Data seems to trip a lot of people up. Teams want AI, but they’re not sure what data they actually need — what’s your advice?
Amos:
People are both overwhelmed and excited by AI. The key thing to understand is that your data strategy should always be driven by the problem you’re trying to solve, not collecting data and then searching for a problem to match it to.
We focus on setting the stage with a broad and comprehensive data strategy from the start. That means building in ethical, consent-driven data collection throughout patient and customer interactions and combining that with data cleaning and tagging so it can be used later. AI can answer key questions, but it also sparks new ones — often leading you further down the rabbit hole of insight.
Kimberley:
A lot of organizations don’t always know what the right problem statements are — and that’s where collaboration can be so valuable. Working together, we can identify problem statements and use cases — even when clients may not see them themselves.
Another important point is that you should only collect data you’ll actually use. Pulling massive amounts of data without clear use cases doesn’t align with best practices. By coming to the table with well-defined problem statements, we can guide clients to structure their PSPs to capture the right data and then apply that data to help solve real challenges.
Building Stronger Partnerships
Even the best tools won’t succeed in isolation. As PSPs become more complex, no single organization can cover every angle on their own. The future will depend on collaborations that combine technological expertise, clinical experience, and patient perspective.
How do you see partnerships between technology providers, healthcare organizations, and patients evolving to meet those future expectations – and what do you think makes a strong partnership?
Amos:
The old vendor-client model is changing. We’re moving toward co-creation consortia. Patients, consumer tech, and clinicians will be at the table together.

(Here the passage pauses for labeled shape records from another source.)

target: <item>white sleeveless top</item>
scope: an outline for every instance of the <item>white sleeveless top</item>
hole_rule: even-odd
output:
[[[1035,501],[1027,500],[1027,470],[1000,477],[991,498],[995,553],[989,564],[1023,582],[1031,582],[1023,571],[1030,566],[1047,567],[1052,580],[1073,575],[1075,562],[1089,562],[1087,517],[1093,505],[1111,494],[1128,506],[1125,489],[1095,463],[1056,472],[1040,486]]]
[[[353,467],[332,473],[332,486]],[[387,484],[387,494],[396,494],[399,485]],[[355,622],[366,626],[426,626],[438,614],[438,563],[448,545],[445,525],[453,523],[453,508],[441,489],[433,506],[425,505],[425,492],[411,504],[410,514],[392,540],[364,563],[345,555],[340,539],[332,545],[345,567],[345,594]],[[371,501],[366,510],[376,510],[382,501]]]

Being strategically aligned within your partnerships is important, and coming from similar backgrounds in terms of history and experience helps. We’ve known STI for a long time, and there’s a mutual understanding of the space. Both groups are highly capable, no-nonsense, straightforward and reliable. That matters today.
Kimberley:
To meet the evolving demands of healthcare and PSPs, providers must recognize their strengths and limitations.
We’ve heard multiple clients say they don’t want to keep reinventing the wheel—they want a succinct solution. What we’re doing with STI and MEMOTEXT is a great example: closing the gap for clients, reducing the number of vendors they need to engage with, and leaning on subject matter expertise where it exists.
Effective communication, consistency, and transparency are crucial. You want your partner to know where you really are, your limitations and capabilities. I’d much rather someone be honest than try to sell me something half-baked. That honesty builds trust and accountability.